In the "the housing market is nowhere near bottom" file, we have Home Depot's earings which dropped 66%. Oil crossed 129 a barrel (thank God it's not part of core inflation and therefore unimportant). And while Target also missed earnings, Saks and Staples saw increases (but note that Staples increase came from overseas increases rather than increases at US stores). We also saw Iceland get its credit ratings lowered.
Let's go to the chart to see what they say:
On the 5-minute daily chart, notice the clear trend break that occurred today, with prices dropping hard at the open and continuing to drift lower for the rest of the day. This shouldn't be surprising considering oil's price spike and the strong rally the SPY's have been experiencing since the beginning of last week. While a gentler sell-off is always preferred, a harsh sell-off isn't the end of the world.
On the SPY's daily chart, notice the upward trend is still intact. However, also notice the SPYs got to the 200 day SMA and couldn't cross. But also notice the positive SMA picture.
-- The shorter SMAs are higher than the longer SMAs
-- All the shorter SMAs are moving higher, and
-- Prices are still above the shorter SMAs.
Like the SPYs, the QQQQs, sold-off hard today, but would up in a trading pattern during the rest of the day.
But notice the uptrend is still very much intact on the daily chart. Also notice the following positive SMA points:
-- Prices are above all the SMAs
-- The 10 and 20 day SMA have crossed the 200 day SMA
-- The shorter SMAs are greater than the longer SMAs (10 > 20 > 50)

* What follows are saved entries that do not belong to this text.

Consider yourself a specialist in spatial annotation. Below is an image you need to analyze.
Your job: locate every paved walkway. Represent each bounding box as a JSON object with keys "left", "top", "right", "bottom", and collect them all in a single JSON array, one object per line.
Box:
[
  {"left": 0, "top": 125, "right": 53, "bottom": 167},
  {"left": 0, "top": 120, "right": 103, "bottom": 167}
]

-- All the shorter SMAs are heading higher
The IMMs have been in the middle of a broadening pattern since last Wednesday. While they sold-off today as well, they used the established lower boundary of the broadening pattern as support.
Notice the following positive SMA points on the IWM chart:
-- Prices are above the shorter SMAs
-- The shorter SMAs are greater than the longer SMAs (10 > 20 > 50).
-- All the shorter SMAs are moving higher.
-- The longer-term trend lines are still very much in place.